Set up a build directory with the following GN Args:

dcheck_always_on = false
is_debug = false
is_official_build = true
target_cpu = "arm64"
target_os = "fuchsia"
use_goma = true

2. Build

Build the fuchsia_sizes target:

autoninja -C <path/to/out/dir> fuchsia_sizes

3. Run the size script

Run the size script with the following command:

build/fuchsia/binary_sizes.py --build-out-dir <path/to/out/dir>

The size breakdown by blob and package will be given, followed by a summary at the end, for chrome_fuchsia, web_engine, and cast_runner. The number that is deployed to the device is the compressed version.

How to reduce your binary-size for Fuchsia

TODO(crbug.com/1296349): Fill this out.

Obvious regressions

Many new blobs

(shamelessly stolen from this doc, but looking for any tips on how to improve this for Fuchsia specifically)

Look at blobs and see that there aren't a huge number of blobs added in.

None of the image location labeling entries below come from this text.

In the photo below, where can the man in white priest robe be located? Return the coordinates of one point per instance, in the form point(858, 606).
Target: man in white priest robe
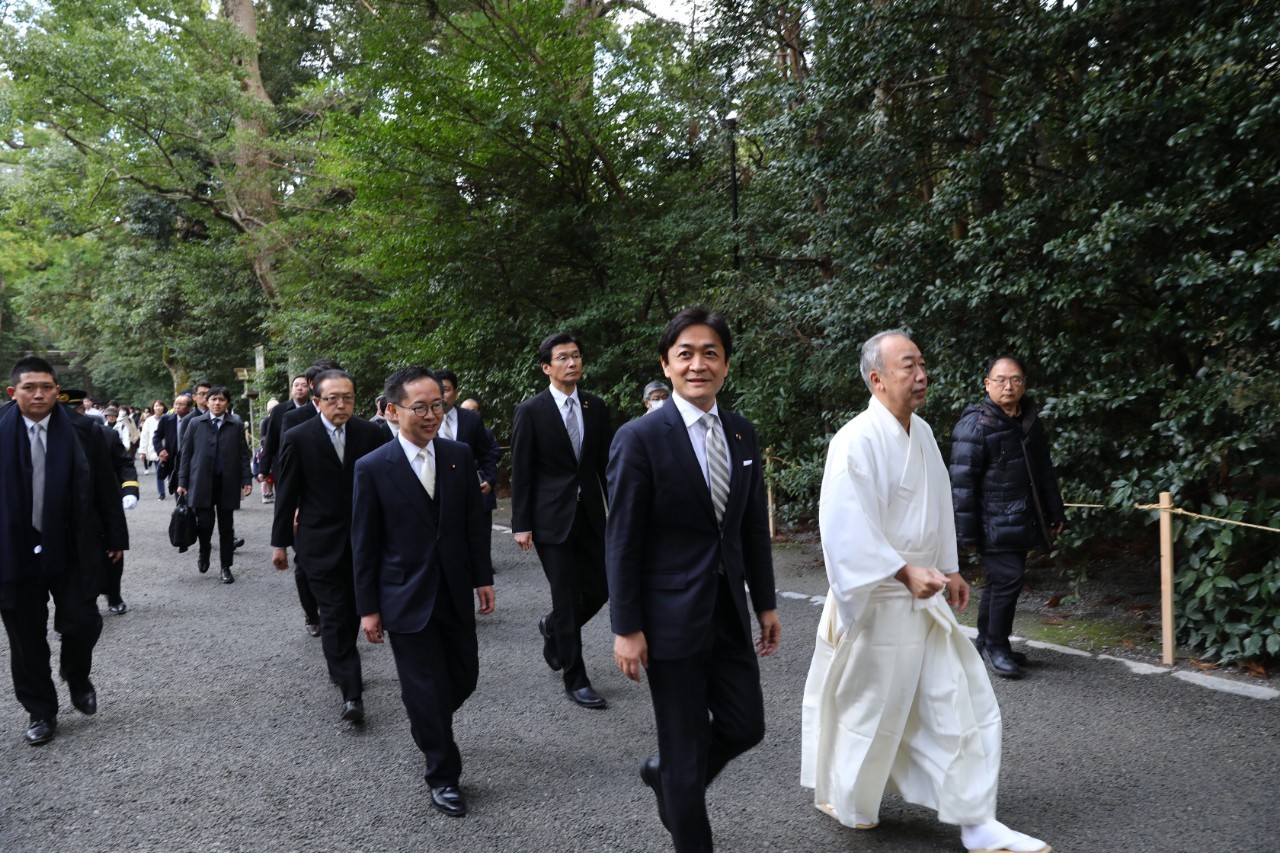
point(897, 699)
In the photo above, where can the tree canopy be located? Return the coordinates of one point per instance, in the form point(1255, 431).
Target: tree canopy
point(1092, 186)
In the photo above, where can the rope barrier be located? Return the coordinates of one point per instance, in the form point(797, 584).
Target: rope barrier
point(1175, 511)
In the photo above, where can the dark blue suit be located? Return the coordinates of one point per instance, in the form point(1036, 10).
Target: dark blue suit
point(416, 562)
point(677, 575)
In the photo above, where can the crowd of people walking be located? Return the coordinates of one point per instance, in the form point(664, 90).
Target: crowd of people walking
point(663, 519)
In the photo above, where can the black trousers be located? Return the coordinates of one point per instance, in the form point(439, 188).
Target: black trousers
point(1005, 576)
point(310, 607)
point(76, 617)
point(205, 516)
point(575, 570)
point(709, 708)
point(339, 626)
point(113, 573)
point(438, 667)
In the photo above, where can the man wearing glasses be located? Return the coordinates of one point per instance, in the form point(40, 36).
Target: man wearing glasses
point(1006, 501)
point(312, 514)
point(560, 447)
point(420, 544)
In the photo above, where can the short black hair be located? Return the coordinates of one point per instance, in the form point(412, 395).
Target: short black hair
point(1014, 359)
point(332, 374)
point(394, 384)
point(319, 366)
point(695, 315)
point(31, 364)
point(552, 341)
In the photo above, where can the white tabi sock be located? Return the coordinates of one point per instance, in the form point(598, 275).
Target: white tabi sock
point(995, 835)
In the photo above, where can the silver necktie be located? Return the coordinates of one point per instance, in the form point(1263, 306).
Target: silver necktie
point(716, 465)
point(37, 477)
point(575, 434)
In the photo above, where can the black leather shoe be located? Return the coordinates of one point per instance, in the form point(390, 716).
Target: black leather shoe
point(448, 799)
point(649, 775)
point(41, 731)
point(586, 697)
point(1001, 662)
point(548, 644)
point(85, 699)
point(1018, 657)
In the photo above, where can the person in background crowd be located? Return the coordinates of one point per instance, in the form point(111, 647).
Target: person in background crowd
point(656, 393)
point(214, 471)
point(318, 463)
point(560, 447)
point(1006, 501)
point(62, 509)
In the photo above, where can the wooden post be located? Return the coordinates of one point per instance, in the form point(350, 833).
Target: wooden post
point(1166, 575)
point(768, 486)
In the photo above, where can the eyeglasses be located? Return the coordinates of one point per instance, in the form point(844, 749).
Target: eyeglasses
point(421, 409)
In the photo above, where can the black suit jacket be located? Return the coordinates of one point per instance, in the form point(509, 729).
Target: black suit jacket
point(472, 433)
point(319, 488)
point(269, 461)
point(545, 478)
point(663, 547)
point(196, 469)
point(400, 551)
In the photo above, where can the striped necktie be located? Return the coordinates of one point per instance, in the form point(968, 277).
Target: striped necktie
point(717, 465)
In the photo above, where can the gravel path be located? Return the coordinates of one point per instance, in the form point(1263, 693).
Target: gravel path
point(219, 730)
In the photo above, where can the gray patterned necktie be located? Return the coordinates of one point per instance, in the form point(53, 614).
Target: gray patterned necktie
point(37, 477)
point(716, 465)
point(575, 434)
point(339, 443)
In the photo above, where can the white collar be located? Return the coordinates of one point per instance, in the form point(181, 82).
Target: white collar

  • What does it mean if blobs are added in?
    • Something changed in the dependencies, causing new files to be pulled in.
  • Is there a way to reverse-engineer a blobs source?
    • Locales are language pack
    • Try searching BUILD files to see if the .so was included from somewhere in particular.

If All Else Fails

  • For help, email [chrome-fuchsia-team@google.com]. They're expert Chrome-Fuchsia developers!
  • Not all checks are perfect and sometimes you want to overrule the trybot (for example if you did your best and are unable to reduce binary size any further).
  • Adding a “Fuchsia-Binary-Size: $ANY_TEXT_HERE” footer to your cl (next to “Bug:”) will bypass the bot assertions.
    • Most commits that trigger the warnings will also result in Telemetry alerts and be reviewed by a binary size sheriff. Failing to write an adequate justification may lead to the binary size sheriff filing a bug against you to improve your cl.